Tortoise: Something is very wrong. This record is a disgrace to the world of music.
Achilles: What do you mean?
Tortoise: It was exactly what I was telling you about. Here Bach had modulated from C into G, settting up a secondary goal of hearing G. This means that you experience two tensions at once–waiting for resolution into G, but also keeping in mind that ultimate desire–to resolve triumphantly into C Major.
Achilles: Why should you have to keep anything in mind when listening to a piece of music? Is music only an intellectual exercise?
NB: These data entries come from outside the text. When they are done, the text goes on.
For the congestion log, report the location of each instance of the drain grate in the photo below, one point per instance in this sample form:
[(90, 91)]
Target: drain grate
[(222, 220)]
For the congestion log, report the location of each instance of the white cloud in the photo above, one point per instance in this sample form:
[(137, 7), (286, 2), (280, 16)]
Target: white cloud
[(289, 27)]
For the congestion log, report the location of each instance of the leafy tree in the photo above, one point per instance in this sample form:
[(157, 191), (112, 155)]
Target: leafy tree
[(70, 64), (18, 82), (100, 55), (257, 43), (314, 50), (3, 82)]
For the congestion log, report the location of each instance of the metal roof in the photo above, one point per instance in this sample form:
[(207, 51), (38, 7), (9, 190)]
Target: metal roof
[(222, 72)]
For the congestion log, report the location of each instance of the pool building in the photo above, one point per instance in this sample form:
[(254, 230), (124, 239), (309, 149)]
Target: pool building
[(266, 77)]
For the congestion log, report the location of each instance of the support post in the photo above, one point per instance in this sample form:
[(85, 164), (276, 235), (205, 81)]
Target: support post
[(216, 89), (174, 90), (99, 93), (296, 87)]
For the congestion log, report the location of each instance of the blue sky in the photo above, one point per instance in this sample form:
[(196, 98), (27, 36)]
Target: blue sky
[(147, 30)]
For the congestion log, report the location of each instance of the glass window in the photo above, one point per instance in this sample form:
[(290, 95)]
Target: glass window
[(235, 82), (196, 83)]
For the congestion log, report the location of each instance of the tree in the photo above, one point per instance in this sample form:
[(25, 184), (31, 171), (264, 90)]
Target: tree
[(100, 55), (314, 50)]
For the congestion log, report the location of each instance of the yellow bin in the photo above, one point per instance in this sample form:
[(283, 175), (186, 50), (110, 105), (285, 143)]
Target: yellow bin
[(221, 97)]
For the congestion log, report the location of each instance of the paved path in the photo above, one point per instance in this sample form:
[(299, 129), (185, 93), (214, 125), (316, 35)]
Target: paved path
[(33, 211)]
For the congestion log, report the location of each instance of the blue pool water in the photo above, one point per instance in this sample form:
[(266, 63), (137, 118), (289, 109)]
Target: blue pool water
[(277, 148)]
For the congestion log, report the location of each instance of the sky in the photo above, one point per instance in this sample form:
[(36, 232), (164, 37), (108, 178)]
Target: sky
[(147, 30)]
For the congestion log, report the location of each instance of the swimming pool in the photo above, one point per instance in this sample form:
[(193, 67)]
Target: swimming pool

Tortoise: No, of course not. Some music is highly intellectual, but most music is not. And most of the time your ear or your brain does the “calculation” for you, and lets your emotions know what they want to hear. You don’t have to thinkg about it conciously. But in this piece, Bach was playing tricks, hoping to lead you astray. And in your case, Achilles, he succeeded.
Achilles: Are you telling me that I responded to a resolution in a subsidiary key?
Tortoise: That’s right.
Achilles: But still sounded like an ending to me.
Tortoise: Bach intentionally made it sound that way. You just fell into his trap. It was deliberately contrived to sound like an ending, but if you follow the harmonic progression carefully, you will see that it is in the wrong key. Apparently not just you but also this miserable record company fell for the same trick– and they truncated the piece early!
Achilles: What a dirty trick Bach played on me.
– De los freaky diálogos de Aquiles y la tortuga de Gödel, Escher and Back: An Eternal Golden Braid.
Lee a Gadamer y su concepto de «Play» igual te interesa…
Y deja ya el Baileys de menta (¿¡Sentidos Opuestos!?).